If you’ve recently visited a store selling chocolates over the past few days, you would have likely encountered aisles filled with Easter-themed treats like Lindt’s Golden Bunnies and Cadbury’s Mini Eggs. The appearance of these displays is no coincidence, as driving seasonal sales requires introducing inventory at the right time and the right stores. Instead of solely focusing on areas with the highest sales, many companies leverage store-level data to direct media dollars to retailers where they are most needed. By complementing this approach with eye-catching, luxurious, and seasonal packaging, retailers are positioned as top-of-mind destinations when shoppers are ready to buy their seasonal candy supplies.
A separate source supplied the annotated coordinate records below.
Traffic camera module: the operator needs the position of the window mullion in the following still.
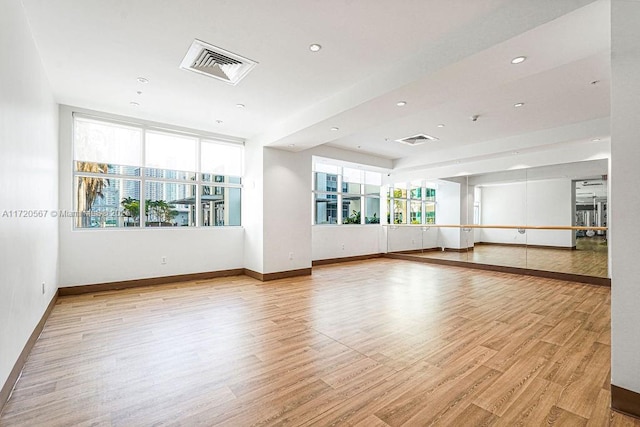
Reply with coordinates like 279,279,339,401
138,129,147,228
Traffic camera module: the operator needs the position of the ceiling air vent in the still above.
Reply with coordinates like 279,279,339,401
396,133,438,145
180,39,257,85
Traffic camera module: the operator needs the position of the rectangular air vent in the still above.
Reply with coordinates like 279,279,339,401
396,133,438,145
180,39,257,85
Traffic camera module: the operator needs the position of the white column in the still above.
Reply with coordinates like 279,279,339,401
609,0,640,404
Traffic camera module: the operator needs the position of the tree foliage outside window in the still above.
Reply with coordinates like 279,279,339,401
73,115,243,228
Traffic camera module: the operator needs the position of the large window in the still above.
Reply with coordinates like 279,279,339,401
73,116,243,228
313,162,382,224
387,181,436,224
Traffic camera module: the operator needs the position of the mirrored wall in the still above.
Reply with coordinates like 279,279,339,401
387,159,609,278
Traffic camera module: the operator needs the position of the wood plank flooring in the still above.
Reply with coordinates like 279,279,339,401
0,258,640,427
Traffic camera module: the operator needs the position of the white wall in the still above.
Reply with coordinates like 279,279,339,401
436,182,464,249
311,224,387,261
0,1,58,387
59,106,245,287
478,179,573,247
262,147,311,273
242,142,264,273
609,0,640,393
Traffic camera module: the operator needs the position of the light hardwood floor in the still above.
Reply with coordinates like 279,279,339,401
0,259,640,426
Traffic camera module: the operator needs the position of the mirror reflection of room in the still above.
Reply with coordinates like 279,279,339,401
389,160,608,278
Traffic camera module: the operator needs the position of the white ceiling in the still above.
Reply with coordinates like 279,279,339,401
23,0,610,172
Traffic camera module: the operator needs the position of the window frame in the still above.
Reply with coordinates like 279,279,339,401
71,112,244,231
311,161,382,226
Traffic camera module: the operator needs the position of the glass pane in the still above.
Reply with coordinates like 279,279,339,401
364,184,380,196
342,196,362,224
200,186,241,227
202,173,229,183
364,197,380,224
424,203,436,224
393,199,407,224
145,132,197,171
392,187,407,199
411,187,422,200
315,172,338,192
409,200,422,224
342,168,364,184
75,161,140,176
364,171,382,187
145,181,196,227
313,162,339,175
314,193,338,224
144,168,196,181
75,176,140,228
424,188,436,202
200,141,243,176
73,118,142,166
342,182,361,194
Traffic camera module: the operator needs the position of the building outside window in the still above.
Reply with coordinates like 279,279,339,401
73,115,243,229
387,181,436,224
313,162,382,225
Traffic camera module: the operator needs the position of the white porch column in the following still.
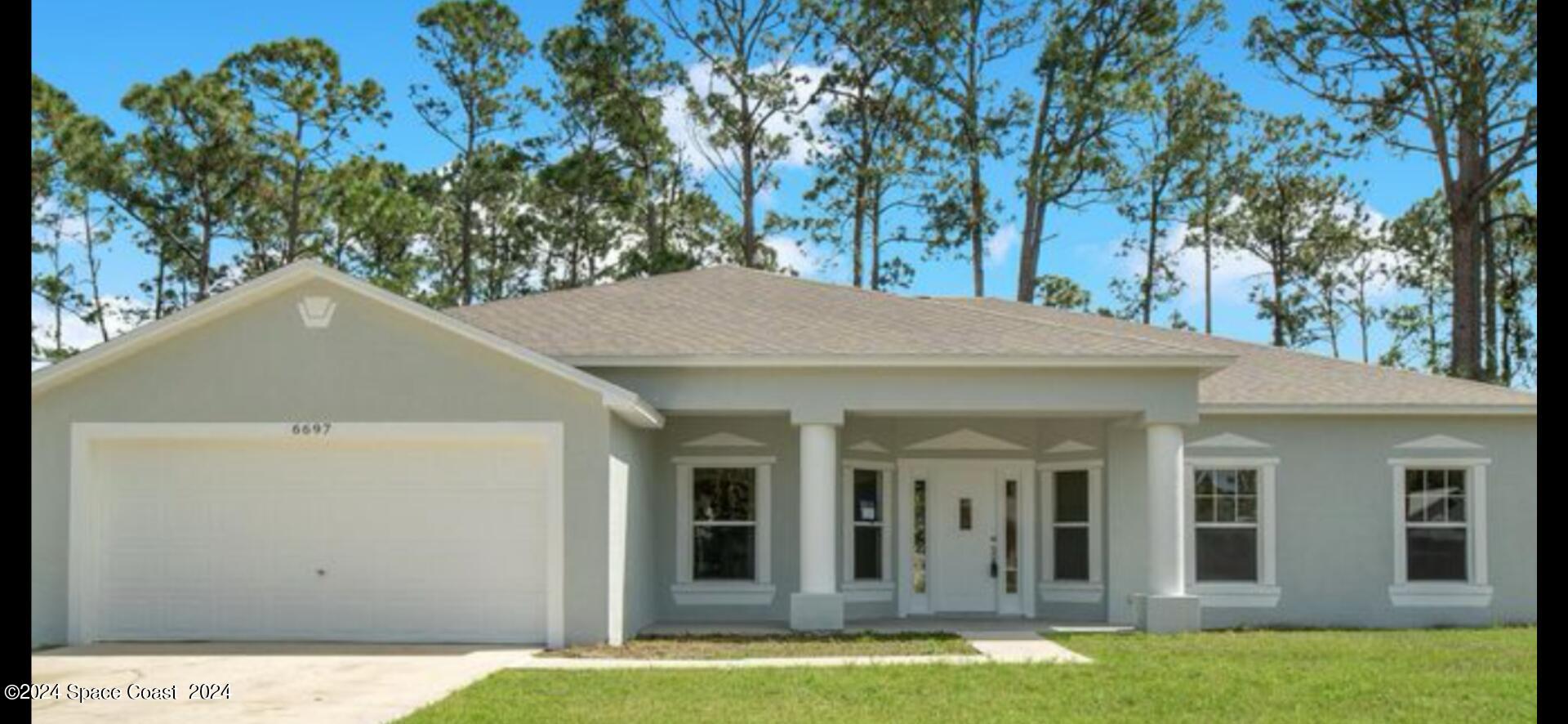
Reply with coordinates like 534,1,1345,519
789,412,844,632
1138,422,1200,632
1147,422,1187,595
800,422,839,593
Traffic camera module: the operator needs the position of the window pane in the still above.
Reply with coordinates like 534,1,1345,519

This strategy, known as the sell-through media buying model, allocates advertising dollars based on inventory turnover (the percentage of inventory sold relative to the amount of inventory received) rather than the actual sales performance of products. Through proactive measures, companies mitigate the surplus inventory often associated with seasonal demand surges, thereby diminishing the necessity for markdowns, and aiding in sustaining momentum throughout the year, bridging the gaps between seasons.
Happily, Ever, After
Beyond the allure of premium packaging, seasonal promotions, and consumerist trends lies a deeper connection between chocolate and culture. Despite sharing nearly identical ingredients and a uniform appearance beneath the wrapper, chocolate possesses the unparalleled ability to adapt and evolve within diverse cultural contexts, either as a simple chocolate bar or a coveted gift. Yes, its disparity in perception finds its roots in the intricate interplay of modern-day branding and marketing strategy. But its true allure lies deeper. It's in the way chocolate becomes part of our rituals and celebrations, from olden times to the present day. Chocolate has become intertwined with our most cherished celebrations, and in the end, its story is a testament to the cultural significance of a simple cocoa bean. So, whether it's shared among ancient Mesoamerican peoples or picked up in a bustling supermarket aisle, the story of chocolate will always remain more than just a tale of taste; it is a testament to the enduring power of tradition, symbolism, and the human experience.